Anche il mercato dei “fine wines”, come quello dei tradizionali investimenti in azioni e obbligazioni, attraversa fasi nelle quali il sentiment negativo finisce col prevalere, e al momento pare proprio che lʼorso, tradizionalmente associato al segno meno, la faccia da padrone: tutti gli indici del Liv-Ex (http://liv-ex.com), il benchmark del mercato dei grandi vini nel mondo, dal “Fine Wine 50” al “Bordeaux 500” passando per il “Fine Wine 1000” e lo “Investables”, secondo il “Cellar Watch Market Report”, uno degli strumenti di analisi del Liv-Ex, sono in calo sul 2013.

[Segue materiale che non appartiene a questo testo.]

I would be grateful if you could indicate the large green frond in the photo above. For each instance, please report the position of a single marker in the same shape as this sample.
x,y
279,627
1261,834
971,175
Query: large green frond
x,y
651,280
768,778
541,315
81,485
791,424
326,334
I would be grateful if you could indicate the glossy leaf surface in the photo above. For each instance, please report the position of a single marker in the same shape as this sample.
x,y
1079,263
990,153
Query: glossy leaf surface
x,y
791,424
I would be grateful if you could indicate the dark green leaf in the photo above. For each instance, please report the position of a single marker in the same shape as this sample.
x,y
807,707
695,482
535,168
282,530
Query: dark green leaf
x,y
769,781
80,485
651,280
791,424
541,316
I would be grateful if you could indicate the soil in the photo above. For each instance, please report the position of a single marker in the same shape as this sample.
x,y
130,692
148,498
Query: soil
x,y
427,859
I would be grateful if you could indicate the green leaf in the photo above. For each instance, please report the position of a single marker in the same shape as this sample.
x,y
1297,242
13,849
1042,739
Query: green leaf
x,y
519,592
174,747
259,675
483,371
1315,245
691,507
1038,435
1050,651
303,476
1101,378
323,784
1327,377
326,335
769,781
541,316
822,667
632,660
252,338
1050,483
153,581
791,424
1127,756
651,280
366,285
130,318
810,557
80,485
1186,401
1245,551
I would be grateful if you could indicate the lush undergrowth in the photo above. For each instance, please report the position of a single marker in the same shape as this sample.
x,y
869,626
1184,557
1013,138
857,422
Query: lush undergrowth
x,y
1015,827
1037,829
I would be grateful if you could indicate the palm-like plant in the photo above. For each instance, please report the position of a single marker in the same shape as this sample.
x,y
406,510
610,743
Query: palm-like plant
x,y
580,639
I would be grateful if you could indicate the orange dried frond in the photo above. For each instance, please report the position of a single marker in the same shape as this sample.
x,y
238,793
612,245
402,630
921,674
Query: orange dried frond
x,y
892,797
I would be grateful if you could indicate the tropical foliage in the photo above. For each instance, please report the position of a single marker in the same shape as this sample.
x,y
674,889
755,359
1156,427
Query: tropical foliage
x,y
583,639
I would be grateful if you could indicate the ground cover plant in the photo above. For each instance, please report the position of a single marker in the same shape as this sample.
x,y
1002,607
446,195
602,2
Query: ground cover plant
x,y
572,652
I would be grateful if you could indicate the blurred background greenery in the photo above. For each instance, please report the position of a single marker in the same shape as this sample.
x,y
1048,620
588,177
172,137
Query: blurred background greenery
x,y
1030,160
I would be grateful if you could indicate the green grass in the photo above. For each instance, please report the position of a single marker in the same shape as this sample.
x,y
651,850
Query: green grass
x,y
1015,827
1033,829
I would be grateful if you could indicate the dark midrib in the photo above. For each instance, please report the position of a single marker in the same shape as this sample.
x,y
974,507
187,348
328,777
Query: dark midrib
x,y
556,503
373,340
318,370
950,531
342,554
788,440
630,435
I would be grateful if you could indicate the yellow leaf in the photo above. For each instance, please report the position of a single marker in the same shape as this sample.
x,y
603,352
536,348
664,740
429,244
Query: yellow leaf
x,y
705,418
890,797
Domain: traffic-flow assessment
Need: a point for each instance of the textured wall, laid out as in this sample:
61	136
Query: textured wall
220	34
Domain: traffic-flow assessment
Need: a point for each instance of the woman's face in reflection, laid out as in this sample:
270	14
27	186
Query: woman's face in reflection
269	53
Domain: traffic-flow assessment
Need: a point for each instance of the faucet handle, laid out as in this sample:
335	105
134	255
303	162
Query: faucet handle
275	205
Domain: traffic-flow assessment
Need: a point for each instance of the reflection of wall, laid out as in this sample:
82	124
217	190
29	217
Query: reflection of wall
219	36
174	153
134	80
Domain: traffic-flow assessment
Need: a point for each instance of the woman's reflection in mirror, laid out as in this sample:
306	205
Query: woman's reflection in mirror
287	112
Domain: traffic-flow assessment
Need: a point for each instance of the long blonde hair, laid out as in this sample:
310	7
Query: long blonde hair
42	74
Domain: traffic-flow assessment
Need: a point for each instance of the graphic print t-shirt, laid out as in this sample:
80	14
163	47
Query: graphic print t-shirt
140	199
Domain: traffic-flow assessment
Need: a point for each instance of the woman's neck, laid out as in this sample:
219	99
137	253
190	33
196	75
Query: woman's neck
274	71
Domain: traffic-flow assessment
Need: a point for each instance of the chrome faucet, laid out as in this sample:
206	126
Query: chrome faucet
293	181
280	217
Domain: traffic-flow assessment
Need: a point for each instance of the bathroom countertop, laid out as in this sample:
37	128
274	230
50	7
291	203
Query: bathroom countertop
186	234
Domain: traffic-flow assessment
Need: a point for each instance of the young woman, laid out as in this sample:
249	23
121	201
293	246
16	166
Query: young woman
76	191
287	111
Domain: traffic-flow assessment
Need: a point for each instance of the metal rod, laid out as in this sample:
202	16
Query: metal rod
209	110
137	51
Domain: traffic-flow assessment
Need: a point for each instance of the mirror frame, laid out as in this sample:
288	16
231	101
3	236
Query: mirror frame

Ma buone notizie arrivano per chi ha investito, negli ultimi tempi, nei vini italiani: i 100 vini italiani presenti nel “Liv-ex 1000” , o meglio le 10 annate dei 10 vini in lista (Solaia 2001-2010, Tignanello 2000-2010, eccetto 2002, Gaja Barbaresco 2000-2010, eccetto 2002, Gaja Sorì Tildin 2000-2010, eccetto 2002, Luciano Sandrone Barolo Vigne 1999-2008, Macchiole Messorio 2000-2009, Masseto 2001-2010, Ornellaia 2001-2010, Sassicaia 2001-2010, Tua Rita Redigaffi 1999-2010, eccetto 2000 e 2001, ndr), hanno performato bene, e hanno visto le quotazioni crescere, in controtendenza, in media dell’1,3%.
Il calo medio mensile degli indici, come riportato da “The Drinks Business” (www.thedrinskbusiness.com) è stato intorno al punto percentuale, mentre quello su base annuale è stato ben più consistente, e compreso tra il -3,7% del “Fine Wine 1000” e il -11,8% del “Fine Wine 50”: gran parte di questa situazione è dovuta anche allʼinteresse pressoché inesistente mostrato dal pubblico nei riguardi degli “en primeur” del 2013, che hanno rappresentato appena il 3,3% delle transazioni mensili in valore, con il giro dʼaffari in caduta libera del 23% su base mensile ad aprile su marzo.
Ancora più sorprendentemente, a risentire maggiormente della fase negativa del mercato sono stati i vini di Borgogna, specie se comparati ai confratelli di Bordeaux: i borgognoni hanno rappresentato appena il 2,7% delle transazioni mensili, mentre i secondi hanno continuato a rappresentare la stragrande maggioranza degli scambi (82,8%). E ad profittare da questa situazione non sono stati solo i vini della Champagne e della Cote du Rhône, ma anche e soprattutto i grandi del Belpaese, anche sulla scia dei notevoli successi di mercato dei Supertuscans registrati sul finire del 2013: se, come detto, il sotto-indice dei “Burgundy 150” è sceso di quasi due punti percentuali, a -1,8%, lo “Italian 100” è cresciuto di quasi un punto e mezzo allʼinterno del “Fine Wines 1000”, che monitora le transazioni delle più influenti etichette del mercato dei vini da investimento a livello globale.